Finding himself facing some of the most ruthless killers, sharp-nosed barristers and judges, he was rarely lost for words – but a recent radio interview left him dumbfounded.
The researcher for a BBC radio show was quizzing him about his track record. Taylor talked about his many investigations, including the Yorkshire Ripper case.
“Oh,” she replied quizzically when he mentioned the UK’s most infamous murderer. “Was he ever arrested?”
His face was said to be a picture.
With all the excitement about the new series of Big Brother, and the prospect of all those new, er, celebrities to get their teeth into, the journalists at Heat could be forgiven for taking their eye off the ball. That must be the explanation for this rare slip that appalled EastEnders fans in last week’s edition.
Albert Square aficionados assure Dog that the actor’s name is actually Nigel Harman. Maybe the slip was down to the fact that he plays Dirty Den’s son.

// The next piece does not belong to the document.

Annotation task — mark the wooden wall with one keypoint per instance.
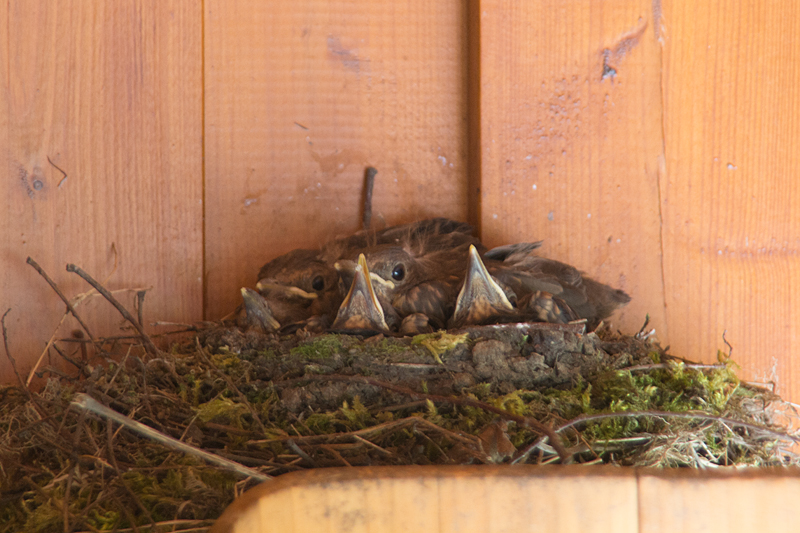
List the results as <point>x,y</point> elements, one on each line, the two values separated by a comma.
<point>652,143</point>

As the battle to be named European City of Culture in 2008 hots up, a few dirty tricks are being pulled out of the bag. Last week, the Oxford Mail splashed on a story about the Oxford Balloon Fiesta – and the fact that one of the balloons involved was promoting Bristol’s rival City of Culture bid. Meanwhile, inside the paper, reporter Nigel Hanson wrote about his skyward adventures in one of the balloons. But in fact, it was not until he was off the ground that he realised he was being taken for a ride in the rival Bristol balloon. After landing, his pilot rang a Bristol radio station, trumpeting the fact that he’d “captured the Oxford press”.
While pushing his new book, Letters to a US President – based on a series of open letters to President Bill Clinton – Bucks freelance David Kavanagh contacted The Washington Times. The newsroom sniffily suggested that he contact customer service manager Sharon L Hite by e-mail at firstname.lastname@example.org.
“Seemed a bit whiffy, so I backed off,” reports Kavanagh.